Tag team of crooks
The woman offered to transfer the call to a “specialist” from American Express, and he identified himself as Kevin Wright and gave an employee identification number. When she denied buying porn before dawn that day, he acted like he didn’t believe her.
Wright and the woman were imposters. (After contacting Microsoft and American Express, Jo learned that neither company had had recent contact with her.)
Wright, says Jo, was often calm and reassuring. He said he would investigate the $15,000 charge, but she had to provide as many gift cards in case the charge was really his. After that, he kept insisting that she buy more cards.
Much of what he said didn’t make sense, she said, but she was terrified and when she asked him for an explanation, he became exasperated. On several occasions, he warned her not to tell others about the gift cards, alleging that it would hamper her attempt to prove her innocence.

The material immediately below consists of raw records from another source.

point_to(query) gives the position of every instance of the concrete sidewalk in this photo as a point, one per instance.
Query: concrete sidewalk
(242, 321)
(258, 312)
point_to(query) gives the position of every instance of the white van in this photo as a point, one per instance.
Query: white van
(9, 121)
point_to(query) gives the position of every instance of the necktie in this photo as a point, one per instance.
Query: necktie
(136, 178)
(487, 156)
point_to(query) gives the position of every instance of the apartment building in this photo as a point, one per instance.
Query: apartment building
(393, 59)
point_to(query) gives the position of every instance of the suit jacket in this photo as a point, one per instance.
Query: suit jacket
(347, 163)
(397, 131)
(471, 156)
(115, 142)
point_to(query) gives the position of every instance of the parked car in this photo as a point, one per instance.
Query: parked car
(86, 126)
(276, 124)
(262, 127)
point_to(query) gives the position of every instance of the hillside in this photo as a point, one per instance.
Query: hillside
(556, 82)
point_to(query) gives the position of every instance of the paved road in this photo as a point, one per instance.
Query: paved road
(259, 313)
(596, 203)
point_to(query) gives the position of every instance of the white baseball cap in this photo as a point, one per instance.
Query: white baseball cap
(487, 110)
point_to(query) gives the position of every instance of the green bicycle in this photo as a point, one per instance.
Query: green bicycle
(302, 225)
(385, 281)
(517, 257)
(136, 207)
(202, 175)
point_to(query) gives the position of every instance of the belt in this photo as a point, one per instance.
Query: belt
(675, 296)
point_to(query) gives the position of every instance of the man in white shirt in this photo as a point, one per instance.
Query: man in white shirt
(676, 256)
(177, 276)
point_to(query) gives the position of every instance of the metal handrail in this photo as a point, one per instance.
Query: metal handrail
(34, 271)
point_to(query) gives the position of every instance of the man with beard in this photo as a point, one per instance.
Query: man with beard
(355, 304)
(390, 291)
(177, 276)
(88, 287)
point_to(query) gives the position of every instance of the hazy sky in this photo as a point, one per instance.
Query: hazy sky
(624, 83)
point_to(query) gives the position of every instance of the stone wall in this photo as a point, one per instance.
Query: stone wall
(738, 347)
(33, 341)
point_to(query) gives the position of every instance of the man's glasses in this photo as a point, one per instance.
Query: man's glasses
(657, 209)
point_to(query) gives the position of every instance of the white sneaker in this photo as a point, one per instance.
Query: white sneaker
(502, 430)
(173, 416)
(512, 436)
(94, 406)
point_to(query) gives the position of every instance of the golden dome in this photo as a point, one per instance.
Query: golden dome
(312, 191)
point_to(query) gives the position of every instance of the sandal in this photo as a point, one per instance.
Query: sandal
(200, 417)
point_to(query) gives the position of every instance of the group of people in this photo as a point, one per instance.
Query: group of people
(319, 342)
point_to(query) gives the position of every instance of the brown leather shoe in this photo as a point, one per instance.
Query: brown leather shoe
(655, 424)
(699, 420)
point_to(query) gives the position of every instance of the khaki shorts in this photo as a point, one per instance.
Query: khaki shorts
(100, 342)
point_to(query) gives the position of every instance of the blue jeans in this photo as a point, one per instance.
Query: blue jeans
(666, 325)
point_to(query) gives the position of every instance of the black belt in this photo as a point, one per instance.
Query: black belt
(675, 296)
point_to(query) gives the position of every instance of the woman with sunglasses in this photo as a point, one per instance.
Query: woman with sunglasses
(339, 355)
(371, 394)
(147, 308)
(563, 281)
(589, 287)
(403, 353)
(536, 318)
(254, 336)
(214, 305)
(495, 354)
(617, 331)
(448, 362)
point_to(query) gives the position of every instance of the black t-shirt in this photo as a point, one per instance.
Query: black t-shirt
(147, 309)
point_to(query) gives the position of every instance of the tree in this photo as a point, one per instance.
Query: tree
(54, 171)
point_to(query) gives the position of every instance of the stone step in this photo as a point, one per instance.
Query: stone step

That first day, Wright told her he would wait on the phone while she got dressed before going to the shops. That day, Jo used her American Express card to buy $8,000 in Apple gift cards, $5,000 in Macy’s cards and $2,000 in Target cards, giving Wright all the redemption codes. He also stayed on the call on her cell phone as she drove from store to store.
(For what these merchants said, see the separate story.)
Then Wright ordered him to withdraw $30,000 from his bank to buy more cards. On the second day, she visited three Apple stores and collected $9,000 in gift cards from each for a total of $27,000.
(Federal law requires merchants to report cash payments over $10,000 to the IRS, so it’s likely the scammer told Jo not to spend more than $9,000 at each Apple store for avoid further scrutiny, says Jack D. Smith, an anti-money laundering specialist who teaches at George Washington University Law School.)
Under Wright’s guidance on the third day, Jo spent $3,000 on Target cards with what was left of the bank withdrawal. This brought the grand total of all gift cards, which ranged in value from $500 to $2,000, to $45,000.
Jo says some clerks questioned her about purchases and a Macy’s supervisor even refused to let a sale pass. The scammer urged Jo to try another department within the same Macy’s, and the purchase was cleared. At the time, she says, she didn’t like retailers giving her “a hard time” and in response “made things up on the spot” and said some of the cards were for a niece.
Wright had another trick up her sleeve, sending Jo to two places to buy cryptocurrency, but luckily she couldn’t get the machines to work.